LA DISIDENCIA Y LA DERECHA ESPAÑOLA

De ahí viene también uno de los dos argumentos que esgrimen desde la Ejecutiva que preside Andoni Ortuzar para pedir que esta dinámica se sustituya por el diálogo político. El PNV considera que se debe pasar página de la etapa de las movilizaciones porque, aunque se planteen de buena fe por parte de muchos integrantes de esos colectivos, “la disidencia aprovecha para hacer ruido”, y las manifestaciones que nacen con buenas intenciones derivan en espacios dedicados a ongietorris o a peticiones de amnistía y no de aplicación de la ley ordinaria, con el daño que esas actitudes ocasionan a las víctimas.

“Estas manifestaciones, que formalmente son convocadas por Sare, forman parte del calendario de la izquierda abertzale. Respetamos lo que decida la izquierda abertzale, pero estas marchas pueden ser un elemento de distorsión, porque la disidencia las manipula. Son un elemento de riesgo.
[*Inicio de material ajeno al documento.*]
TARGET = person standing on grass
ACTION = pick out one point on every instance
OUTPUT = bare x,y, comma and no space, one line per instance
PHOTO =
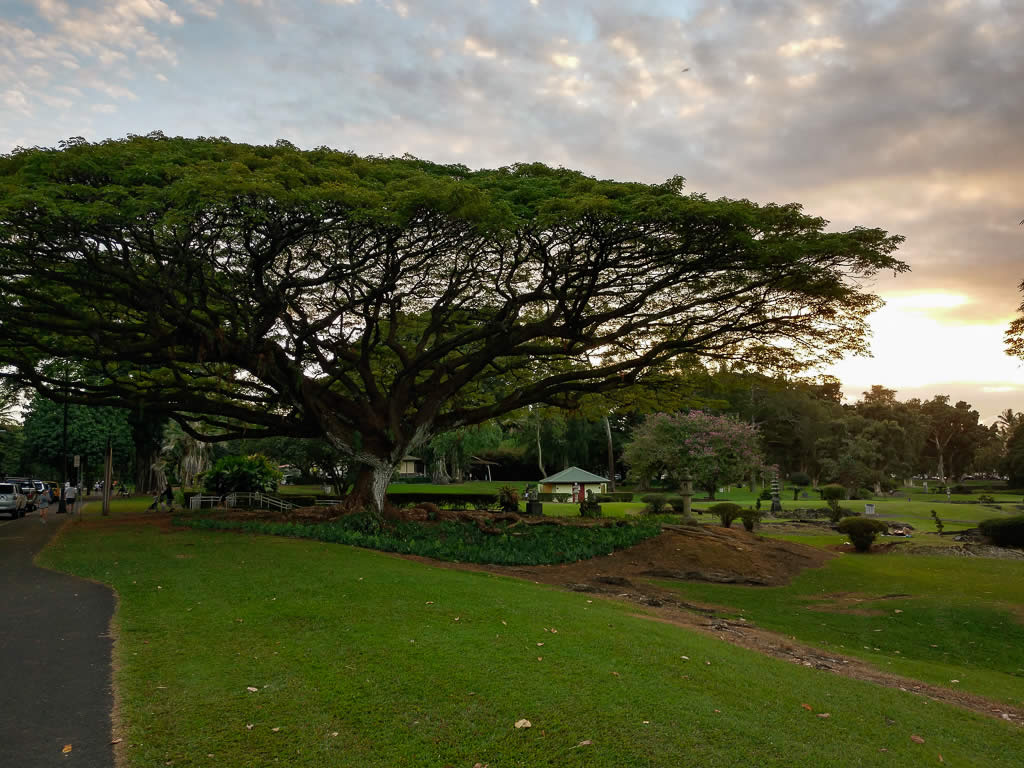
44,504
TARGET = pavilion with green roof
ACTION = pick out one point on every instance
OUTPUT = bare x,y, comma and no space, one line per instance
571,479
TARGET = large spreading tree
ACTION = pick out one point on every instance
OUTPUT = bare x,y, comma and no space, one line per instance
256,291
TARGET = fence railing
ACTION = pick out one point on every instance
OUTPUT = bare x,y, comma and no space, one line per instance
251,501
258,501
204,502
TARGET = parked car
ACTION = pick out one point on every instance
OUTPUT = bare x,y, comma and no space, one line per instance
27,487
12,501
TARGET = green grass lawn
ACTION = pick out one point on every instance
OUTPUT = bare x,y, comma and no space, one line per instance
957,619
358,658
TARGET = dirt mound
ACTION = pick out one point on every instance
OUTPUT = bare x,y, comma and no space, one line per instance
702,553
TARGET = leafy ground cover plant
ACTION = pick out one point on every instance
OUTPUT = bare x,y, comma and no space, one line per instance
242,474
364,660
460,542
726,512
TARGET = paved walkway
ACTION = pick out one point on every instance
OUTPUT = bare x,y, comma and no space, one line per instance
54,656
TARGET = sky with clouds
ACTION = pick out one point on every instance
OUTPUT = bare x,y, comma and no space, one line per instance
906,115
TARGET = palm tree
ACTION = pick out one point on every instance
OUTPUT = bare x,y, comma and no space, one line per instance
184,454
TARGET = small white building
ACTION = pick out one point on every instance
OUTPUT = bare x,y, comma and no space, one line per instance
574,480
412,466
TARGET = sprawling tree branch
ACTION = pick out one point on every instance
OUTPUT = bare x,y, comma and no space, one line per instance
378,301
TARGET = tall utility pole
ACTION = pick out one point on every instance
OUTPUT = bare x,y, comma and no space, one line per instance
62,505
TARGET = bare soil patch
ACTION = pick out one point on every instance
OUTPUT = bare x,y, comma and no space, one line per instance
691,553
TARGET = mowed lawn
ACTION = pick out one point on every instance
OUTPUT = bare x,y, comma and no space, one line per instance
948,621
359,658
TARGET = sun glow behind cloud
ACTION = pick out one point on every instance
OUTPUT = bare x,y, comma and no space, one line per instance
920,339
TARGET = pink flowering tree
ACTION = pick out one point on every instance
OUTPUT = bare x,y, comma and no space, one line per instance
712,450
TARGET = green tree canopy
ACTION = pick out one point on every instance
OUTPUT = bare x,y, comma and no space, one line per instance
88,429
253,291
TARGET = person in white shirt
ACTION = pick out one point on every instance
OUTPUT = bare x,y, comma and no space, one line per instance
70,493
También lo usa la derecha española para enrarecer el ambiente”, constatan.

LA MESA DE DIÁLOGO

Como segundo argumento, aseguran que, ya que existe con poco disimulo un acuerdo entre la izquierda abertzale y el Gobierno de Sánchez para el acercamiento de los presos de ETA a cárceles vascas, deberían llevar también sus demandas sobre el fin del régimen de excepcionalidad en la ley penitenciaria a esa mesa. “Los apoyaremos”, aportan desde el PNV.
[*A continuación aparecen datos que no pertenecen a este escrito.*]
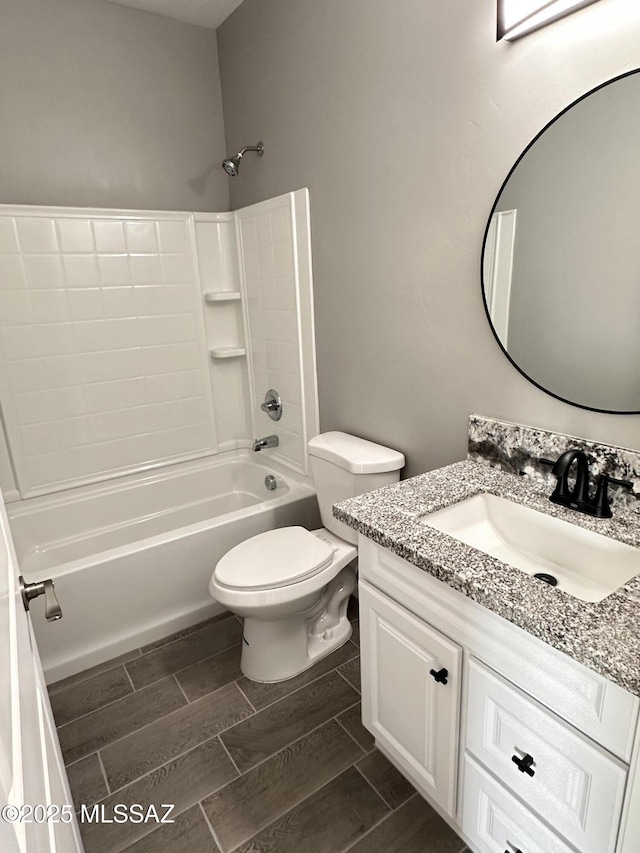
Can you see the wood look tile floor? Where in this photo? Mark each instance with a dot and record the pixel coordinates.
(249, 767)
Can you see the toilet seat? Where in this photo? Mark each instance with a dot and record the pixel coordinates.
(274, 559)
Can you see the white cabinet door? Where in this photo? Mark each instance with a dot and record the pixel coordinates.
(573, 784)
(37, 812)
(411, 693)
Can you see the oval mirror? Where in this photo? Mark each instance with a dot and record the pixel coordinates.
(561, 255)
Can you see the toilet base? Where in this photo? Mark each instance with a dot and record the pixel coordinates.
(283, 648)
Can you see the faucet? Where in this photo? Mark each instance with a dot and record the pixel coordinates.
(579, 498)
(267, 441)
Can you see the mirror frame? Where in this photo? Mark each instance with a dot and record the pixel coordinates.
(484, 246)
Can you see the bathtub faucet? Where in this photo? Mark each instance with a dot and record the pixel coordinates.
(267, 441)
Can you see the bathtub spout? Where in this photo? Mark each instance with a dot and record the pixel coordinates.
(267, 441)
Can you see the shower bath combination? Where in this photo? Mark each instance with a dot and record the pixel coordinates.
(231, 165)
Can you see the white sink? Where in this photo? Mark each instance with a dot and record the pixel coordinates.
(587, 565)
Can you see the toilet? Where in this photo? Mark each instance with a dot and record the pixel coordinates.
(291, 585)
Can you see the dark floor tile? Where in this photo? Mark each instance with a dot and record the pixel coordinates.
(96, 730)
(94, 670)
(166, 738)
(326, 822)
(351, 671)
(89, 695)
(182, 783)
(260, 695)
(278, 725)
(413, 828)
(383, 776)
(86, 781)
(210, 674)
(182, 653)
(191, 629)
(189, 834)
(351, 719)
(250, 803)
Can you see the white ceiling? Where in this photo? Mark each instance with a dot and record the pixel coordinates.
(203, 13)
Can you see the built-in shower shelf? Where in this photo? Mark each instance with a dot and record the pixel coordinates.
(227, 352)
(222, 296)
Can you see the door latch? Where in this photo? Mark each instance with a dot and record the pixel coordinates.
(52, 609)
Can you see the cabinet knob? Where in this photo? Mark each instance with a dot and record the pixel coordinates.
(440, 676)
(524, 764)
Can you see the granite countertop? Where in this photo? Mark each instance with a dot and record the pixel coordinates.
(604, 636)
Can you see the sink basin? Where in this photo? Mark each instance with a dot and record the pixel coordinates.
(587, 565)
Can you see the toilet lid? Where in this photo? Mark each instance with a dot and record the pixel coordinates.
(275, 558)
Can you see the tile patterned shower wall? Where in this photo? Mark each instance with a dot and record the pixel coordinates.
(274, 272)
(104, 366)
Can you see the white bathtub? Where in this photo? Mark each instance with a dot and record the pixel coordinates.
(131, 559)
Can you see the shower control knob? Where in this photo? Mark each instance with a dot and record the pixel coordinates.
(52, 609)
(272, 405)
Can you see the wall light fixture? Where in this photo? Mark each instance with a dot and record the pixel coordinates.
(518, 17)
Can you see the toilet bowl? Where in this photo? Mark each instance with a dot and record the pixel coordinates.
(291, 585)
(292, 588)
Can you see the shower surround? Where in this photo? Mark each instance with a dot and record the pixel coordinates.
(137, 348)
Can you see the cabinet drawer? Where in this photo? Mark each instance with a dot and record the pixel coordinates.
(496, 822)
(412, 714)
(602, 710)
(571, 783)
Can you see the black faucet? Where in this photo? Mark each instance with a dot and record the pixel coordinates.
(579, 498)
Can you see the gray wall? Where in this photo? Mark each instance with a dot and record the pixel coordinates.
(105, 106)
(403, 117)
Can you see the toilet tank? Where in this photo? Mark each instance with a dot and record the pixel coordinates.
(343, 466)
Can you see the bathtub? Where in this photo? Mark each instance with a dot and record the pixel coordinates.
(131, 559)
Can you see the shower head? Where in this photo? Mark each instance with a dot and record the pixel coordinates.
(231, 165)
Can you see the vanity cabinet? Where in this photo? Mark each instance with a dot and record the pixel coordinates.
(528, 751)
(411, 694)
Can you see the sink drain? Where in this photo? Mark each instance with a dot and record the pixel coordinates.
(547, 578)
El Gobierno español ha transferido la competencia para gestionar las prisiones al Gobierno vasco, pero la ley penitenciaria sigue en manos del Estado, que es el encargado de fijar los requisitos para obtener progresiones de grado o permisos de salida. Las cárceles vascas tienen ahora margen para interpretar esa ley y ser más progresistas, pero esa norma dice lo que dice y, por citar solo un ejemplo, en algunos casos prevé un cumplimiento mínimo de varias décadas por delitos de terrorismo.

El PNV decidió en enero de 2014 participar en la marcha porque estaban en juego el derecho de manifestación y los avances en el proceso de paz pero, tan solo un año después, ya aclaraba que esa decisión fue excepcional y apostaba por no acudir en 2015.